This article introduces a specific and potentially harmful type of trauma-stress syndrome, typically experienced within family systems. To date, this syndrome — domestic emotional distress disorder (DEDD) — has not been submitted for consideration as a formal diagnosis by the psychiatric community.
Post-traumatic stress disorder or PTSD delayed (symptoms of PTSD displayed beyond six months) are defined as the results of experiencing single catastrophic life-threatening events (DSM-5: Diagnostic and Statistical Manual of Mental Disorders)
The original criteria for PTSD emerged from observations of combat veterans who, following life-threatening experiences on the battlefield, alternated between states of emotional numbness and emotional over-reactivity.
Current research indicates that PTSD also results from single-episodic events such as life-threatening accidents and illnesses; witnessing or being the victim of extreme acts of violence or other criminal acts; and natural disasters.
PTSD, however, is not consistently derived from single events. Post-trauma stress or trauma states may be compounded by the emotional revisiting of original traumatic experiences, or “trauma repetition.” This creates a painfully resilient memory loop.
Domestic emotional distress disorder, suggested as an additional diagnostic tool, highlights layers of trauma states existing within average U.S. families. These states, both persistent and enduring, remain untreated and unrecognized by the therapeutic community.

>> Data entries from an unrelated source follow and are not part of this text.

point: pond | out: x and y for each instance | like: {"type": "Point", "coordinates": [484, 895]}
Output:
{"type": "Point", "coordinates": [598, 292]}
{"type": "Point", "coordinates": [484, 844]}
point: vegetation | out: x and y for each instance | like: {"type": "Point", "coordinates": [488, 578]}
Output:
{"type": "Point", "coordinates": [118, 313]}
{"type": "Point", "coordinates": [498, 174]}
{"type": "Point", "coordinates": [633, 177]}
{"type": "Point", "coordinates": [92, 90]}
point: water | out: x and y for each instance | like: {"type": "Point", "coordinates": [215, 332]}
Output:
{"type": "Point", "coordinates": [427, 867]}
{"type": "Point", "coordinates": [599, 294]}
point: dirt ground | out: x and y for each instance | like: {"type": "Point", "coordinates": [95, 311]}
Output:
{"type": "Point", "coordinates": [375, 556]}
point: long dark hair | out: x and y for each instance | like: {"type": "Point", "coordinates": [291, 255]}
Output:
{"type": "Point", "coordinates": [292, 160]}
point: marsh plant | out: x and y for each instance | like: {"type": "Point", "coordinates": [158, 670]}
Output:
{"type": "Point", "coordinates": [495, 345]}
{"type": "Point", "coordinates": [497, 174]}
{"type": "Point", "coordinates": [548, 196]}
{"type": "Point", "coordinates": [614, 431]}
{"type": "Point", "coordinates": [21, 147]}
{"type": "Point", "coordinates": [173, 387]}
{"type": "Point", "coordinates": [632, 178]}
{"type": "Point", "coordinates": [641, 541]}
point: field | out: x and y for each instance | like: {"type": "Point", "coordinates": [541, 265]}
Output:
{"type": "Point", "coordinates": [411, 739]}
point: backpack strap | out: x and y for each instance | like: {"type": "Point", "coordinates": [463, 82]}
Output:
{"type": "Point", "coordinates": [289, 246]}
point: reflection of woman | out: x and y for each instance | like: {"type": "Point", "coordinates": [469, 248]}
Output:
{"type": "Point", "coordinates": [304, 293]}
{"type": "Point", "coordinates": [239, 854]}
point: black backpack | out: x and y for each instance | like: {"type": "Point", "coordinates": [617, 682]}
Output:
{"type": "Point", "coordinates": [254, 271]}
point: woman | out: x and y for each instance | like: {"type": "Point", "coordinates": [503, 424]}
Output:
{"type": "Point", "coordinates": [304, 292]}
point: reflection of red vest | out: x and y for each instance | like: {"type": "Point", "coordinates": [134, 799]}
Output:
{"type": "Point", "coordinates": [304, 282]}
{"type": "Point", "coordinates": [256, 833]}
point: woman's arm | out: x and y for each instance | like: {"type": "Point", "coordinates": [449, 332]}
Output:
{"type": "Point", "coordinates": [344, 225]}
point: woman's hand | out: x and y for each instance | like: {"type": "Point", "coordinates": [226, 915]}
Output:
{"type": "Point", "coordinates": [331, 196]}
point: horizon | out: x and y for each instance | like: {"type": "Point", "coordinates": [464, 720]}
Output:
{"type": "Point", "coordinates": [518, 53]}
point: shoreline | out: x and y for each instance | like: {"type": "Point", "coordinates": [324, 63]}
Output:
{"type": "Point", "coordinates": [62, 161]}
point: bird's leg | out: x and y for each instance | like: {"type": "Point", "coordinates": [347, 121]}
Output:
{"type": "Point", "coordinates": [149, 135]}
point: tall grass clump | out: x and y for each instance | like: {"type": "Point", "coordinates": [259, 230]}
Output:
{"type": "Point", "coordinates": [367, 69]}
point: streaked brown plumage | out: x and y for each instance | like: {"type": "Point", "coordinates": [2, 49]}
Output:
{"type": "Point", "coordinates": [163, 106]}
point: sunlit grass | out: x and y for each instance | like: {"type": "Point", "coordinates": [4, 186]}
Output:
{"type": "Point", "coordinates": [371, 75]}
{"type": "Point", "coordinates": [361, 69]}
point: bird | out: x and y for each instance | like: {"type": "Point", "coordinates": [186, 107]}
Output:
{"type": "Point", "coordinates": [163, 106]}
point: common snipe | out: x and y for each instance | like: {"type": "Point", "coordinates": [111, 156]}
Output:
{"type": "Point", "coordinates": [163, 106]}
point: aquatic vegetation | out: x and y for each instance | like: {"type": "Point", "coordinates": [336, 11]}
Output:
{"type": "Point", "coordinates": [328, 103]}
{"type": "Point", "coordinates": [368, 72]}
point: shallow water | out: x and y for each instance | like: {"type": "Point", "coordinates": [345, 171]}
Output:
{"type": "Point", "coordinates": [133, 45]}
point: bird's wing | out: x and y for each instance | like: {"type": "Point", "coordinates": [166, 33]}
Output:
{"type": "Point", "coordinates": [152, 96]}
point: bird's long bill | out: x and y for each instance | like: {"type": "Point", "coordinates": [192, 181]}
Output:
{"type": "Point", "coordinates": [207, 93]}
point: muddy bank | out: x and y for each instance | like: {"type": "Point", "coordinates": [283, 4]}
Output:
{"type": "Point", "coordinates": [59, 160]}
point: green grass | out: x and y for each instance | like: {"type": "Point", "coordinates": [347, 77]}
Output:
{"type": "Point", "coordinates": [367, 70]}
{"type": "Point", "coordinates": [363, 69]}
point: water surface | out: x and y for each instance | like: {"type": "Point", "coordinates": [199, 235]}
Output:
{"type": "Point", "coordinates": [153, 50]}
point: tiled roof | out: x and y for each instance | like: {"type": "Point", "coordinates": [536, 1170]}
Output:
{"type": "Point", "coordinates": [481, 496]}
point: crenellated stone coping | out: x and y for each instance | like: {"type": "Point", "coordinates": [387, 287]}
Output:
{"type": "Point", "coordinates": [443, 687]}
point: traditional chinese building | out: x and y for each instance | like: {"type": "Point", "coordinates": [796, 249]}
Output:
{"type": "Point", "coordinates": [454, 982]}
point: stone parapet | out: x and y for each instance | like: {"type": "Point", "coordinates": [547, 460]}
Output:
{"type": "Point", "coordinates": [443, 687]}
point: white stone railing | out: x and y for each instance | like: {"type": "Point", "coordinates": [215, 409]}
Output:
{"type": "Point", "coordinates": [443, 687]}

DEDD, experienced daily in homes across all income levels and ethnicities, is born of the often-unintended emotional neglect of children. Its roots are in the hidden long-term stresses experienced by these young people.
Parents and other key caregivers often find themselves caught up in the demands and pressures of daily life. They lose sight of the necessity of a “relational home” — one in which empathic listening, validation of emotions and flexible, creative support make for a child’s bright world view and a healthful path forward in life.
Absent a relational home, neglected children (and later adults) exhibit over time unstable and often crumbling emotional foundations. They emerge ill prepared for the vicissitudes of life’s single-episode traumas and its ongoing stressors.
As youth separating from childhood, with an inevitable desire for independence, many become overwhelmed when confronted with life’s inevitable traumas, or even phase-of-life transitions.
Lacking a solid emotional foundation, these individuals simply cannot process and bear deep personal loss. Or even the threat of it. Their responses, as a result, are frequently of catastrophic and extreme proportions. Terror is the often-underlying condition.
Destructive thoughts and behaviors may result. Degenerative beliefs take root, interwoven with shame: “My experience does not matter, therefore I don’t matter. I am not important.” These thoughts become embedded as a person’s “organizing principles” (beliefs based on the experiences of one’s self and others).
If human vulnerability and emotional dependency fail to be cherished and nurtured, compensatory rage and shame may fester and grow — at first repressed, then slowly emerging, often resulting in destructive behaviors against property, the self or others. Unaware of what they seek, these young people experience profound loneliness and isolation, which continue to erode their developing minds and bodies.
Parents and caregivers of DEDD children often gravitate to values espoused by media and contemporary society. In addition to basic requirements such as housing, education and food, their children receive in some combination: entertainment systems, sporty transportation, stylish clothing, computer and cell phones, and even trust funds. As essential as some of these may be to the well-being of youngsters, their well-intentioned providers sometimes focus too narrowly on providing this type of material custodial care.
As an external value set prevails, with the child’s emotional needs minimized, the concept of a relational home becomes weightless in the family ecosystem. Trauma states steadily emerge. They often manifest in familiar symptoms such as chronic pain, depression and anxiety. In younger children, attention deficit disorder becomes the most commonly diagnosed disorder. In teens, oppositional defiant disorder. Often these behaviors are therapeutically misdiagnosed because of a lack of complex understanding of how trauma weaves into underlying aspects of the child’s home life.
Unfortunately, unless we realign core family values to include emotional care with contextual meaning (R.D.Stolorow), we will continue to find ourselves on a trajectory of more medications, more personal electronics replacing human contact, and more children and teens crying out in defensive rage and shame.